In the past few weeks the UK government stance has changed from one of insistence that cannabis should remain a Schedule 1 drug to an acceptance that it has medicinal value. The report of the chief medical officer19 concluded that there was “conclusive evidence of the therapeutic benefit of cannabis based medicinal products for certain conditions and reasonable evidence of therapeutic benefit in several other conditions.” The recommendation was that “the whole class of cannabis based medicinal products be moved out of Schedule 1.” As a result, the home secretary has now asked the Advisory Council on the Misuse of Drugs to consider the matter and report back within three weeks (from early July 2018). The result of their deliberations is awaited at the time of writing. In the interim, a panel has been established for individual applications to be made for consideration of a special licence.20
While this is real progress there are still many questions yet to be answered. Not least, who will be able to prescribe what, and for what conditions. Will responsibility be moved from the Home Office to the Department of Health and Social Care, thus allowing devolved governments to determine their own criteria for supply and prescription, with consequent variation in availability?
A significant hurdle is likely to be the licensing of a natural plant product. Approval of drugs in the UK generally focuses on a single compound, rather than the whole variety of cannabinoids as well as terpenes and flavonoids contained in the cannabis plant. In addition, there are many different strains of cannabis plant with varying proportions of THC and CBD. The product can be ingested in many different ways, with wide variations in bioavailability. The UK’s drug approval system is simply not geared to recognising such complexity. It would take decades for each type and variety of cannabis to go through the current clinical trial system, and in the meantime thousands of people with disabilities in the UK are deprived of a potentially useful and relatively safe medicine.
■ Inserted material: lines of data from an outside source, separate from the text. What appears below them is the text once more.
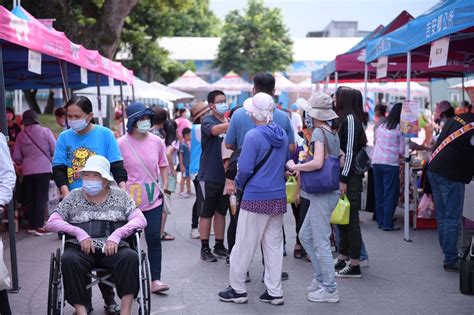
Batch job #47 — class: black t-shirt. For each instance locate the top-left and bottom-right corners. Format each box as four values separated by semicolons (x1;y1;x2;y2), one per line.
199;115;225;184
429;113;474;184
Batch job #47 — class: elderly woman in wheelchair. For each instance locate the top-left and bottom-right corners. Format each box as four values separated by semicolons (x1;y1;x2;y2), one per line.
46;155;147;315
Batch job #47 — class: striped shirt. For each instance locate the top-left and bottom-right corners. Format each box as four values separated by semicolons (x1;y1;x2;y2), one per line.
372;124;404;166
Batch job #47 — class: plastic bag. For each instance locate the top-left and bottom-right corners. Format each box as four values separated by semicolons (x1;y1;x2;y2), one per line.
417;194;435;219
286;176;298;203
331;195;351;225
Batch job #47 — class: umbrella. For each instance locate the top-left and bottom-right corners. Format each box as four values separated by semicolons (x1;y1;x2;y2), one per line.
168;70;212;92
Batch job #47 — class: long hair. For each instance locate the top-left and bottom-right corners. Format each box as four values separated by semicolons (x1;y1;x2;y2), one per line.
382;103;402;130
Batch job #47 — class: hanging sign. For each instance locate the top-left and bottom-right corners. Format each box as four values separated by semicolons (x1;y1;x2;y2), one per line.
428;37;449;68
81;67;88;84
376;56;388;79
400;100;420;138
28;49;41;74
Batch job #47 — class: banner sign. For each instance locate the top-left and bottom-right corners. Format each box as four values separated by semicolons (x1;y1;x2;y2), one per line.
28;49;41;74
400;100;420;138
377;56;388;79
428;37;449;68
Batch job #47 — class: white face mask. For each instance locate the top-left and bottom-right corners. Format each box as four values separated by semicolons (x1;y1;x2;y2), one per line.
137;119;151;133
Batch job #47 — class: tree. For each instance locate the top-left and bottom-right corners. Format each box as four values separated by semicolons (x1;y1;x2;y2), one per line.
215;0;293;76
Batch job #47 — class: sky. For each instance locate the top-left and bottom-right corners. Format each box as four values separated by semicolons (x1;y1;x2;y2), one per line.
210;0;438;38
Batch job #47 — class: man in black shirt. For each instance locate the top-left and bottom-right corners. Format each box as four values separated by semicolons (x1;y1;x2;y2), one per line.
428;113;474;271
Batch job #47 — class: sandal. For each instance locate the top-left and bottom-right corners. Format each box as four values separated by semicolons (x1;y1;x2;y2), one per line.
161;232;174;241
293;245;303;259
151;280;170;293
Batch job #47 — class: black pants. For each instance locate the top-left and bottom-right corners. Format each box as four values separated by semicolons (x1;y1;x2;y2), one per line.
338;175;362;259
23;173;51;229
291;197;309;246
191;176;204;229
61;244;139;305
0;290;12;315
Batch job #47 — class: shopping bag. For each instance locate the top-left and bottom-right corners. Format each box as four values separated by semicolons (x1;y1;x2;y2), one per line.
286;176;298;203
331;195;351;225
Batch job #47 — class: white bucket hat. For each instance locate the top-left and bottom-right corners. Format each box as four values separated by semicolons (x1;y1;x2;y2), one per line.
244;92;275;120
302;92;338;121
79;155;115;183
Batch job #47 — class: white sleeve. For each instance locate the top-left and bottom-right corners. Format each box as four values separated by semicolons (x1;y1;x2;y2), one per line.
0;133;16;205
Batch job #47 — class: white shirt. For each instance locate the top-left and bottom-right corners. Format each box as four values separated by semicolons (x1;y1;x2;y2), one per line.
0;133;16;205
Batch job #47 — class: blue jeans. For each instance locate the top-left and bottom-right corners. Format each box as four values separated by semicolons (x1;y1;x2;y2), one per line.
143;205;163;281
372;164;400;229
428;172;465;264
299;192;339;292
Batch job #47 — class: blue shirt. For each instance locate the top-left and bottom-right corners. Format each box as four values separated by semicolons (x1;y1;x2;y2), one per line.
53;125;122;190
189;124;202;175
225;108;295;148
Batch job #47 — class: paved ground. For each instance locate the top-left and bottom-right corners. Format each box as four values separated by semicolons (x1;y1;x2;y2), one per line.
4;194;474;314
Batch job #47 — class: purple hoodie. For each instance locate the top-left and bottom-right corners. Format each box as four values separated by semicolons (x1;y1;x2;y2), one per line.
236;123;290;200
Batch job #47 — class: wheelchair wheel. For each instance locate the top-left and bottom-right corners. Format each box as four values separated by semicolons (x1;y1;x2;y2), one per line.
139;251;151;315
48;248;62;315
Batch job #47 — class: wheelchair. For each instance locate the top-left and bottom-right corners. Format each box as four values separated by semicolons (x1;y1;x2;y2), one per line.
47;230;151;315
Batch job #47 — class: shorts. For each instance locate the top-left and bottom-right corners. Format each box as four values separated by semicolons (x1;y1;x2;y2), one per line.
199;182;229;218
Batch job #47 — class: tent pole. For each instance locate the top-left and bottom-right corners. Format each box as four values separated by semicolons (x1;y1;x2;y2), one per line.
95;73;103;126
363;63;369;106
120;81;125;134
403;51;411;242
0;43;20;293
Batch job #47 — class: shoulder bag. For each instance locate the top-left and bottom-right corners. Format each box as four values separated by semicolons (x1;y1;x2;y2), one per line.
124;137;171;214
300;128;339;194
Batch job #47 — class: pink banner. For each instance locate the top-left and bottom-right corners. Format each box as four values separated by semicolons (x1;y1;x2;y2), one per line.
0;6;133;84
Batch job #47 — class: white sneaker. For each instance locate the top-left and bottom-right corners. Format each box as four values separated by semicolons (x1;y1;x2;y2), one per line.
191;229;201;240
308;288;340;303
306;279;321;292
359;258;369;268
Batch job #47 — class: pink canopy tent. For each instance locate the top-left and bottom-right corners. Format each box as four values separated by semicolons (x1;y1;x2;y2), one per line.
211;71;252;95
0;6;133;84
Other countries have resolved this problem simply by developing alternative licensing systems for the plant product. Many jurisdictions, both in the US and other countries, control the quality of cannabis by approving specific suppliers and monitoring the quality of the product. The final cannabis product is often available only through licensed pharmacies with the appropriate medical recommendation.
Of course, we need more research into the efficacy and side effects, the most beneficial type of cannabis, and the best mode of ingestion for particular conditions and best dosage. Much work needs to be done, and this work will be facilitated by legalisation. It is certainly time that we moved beyond “reefer madness” to more enlightened use of a plant which has so much potential benefit for many tens of thousands of people in the UK.
Conflict of Interest: MBB is an ambassador for End our Pain, a cannabis lobbying organisation (www.endourpain.org). He is a trustee of the United Patients Alliance and CLEAR, which are both organisations promoting the use of medical cannabis. He is chief medical officer at Scythian Biosciences, a Canadian company promoting cannabis research.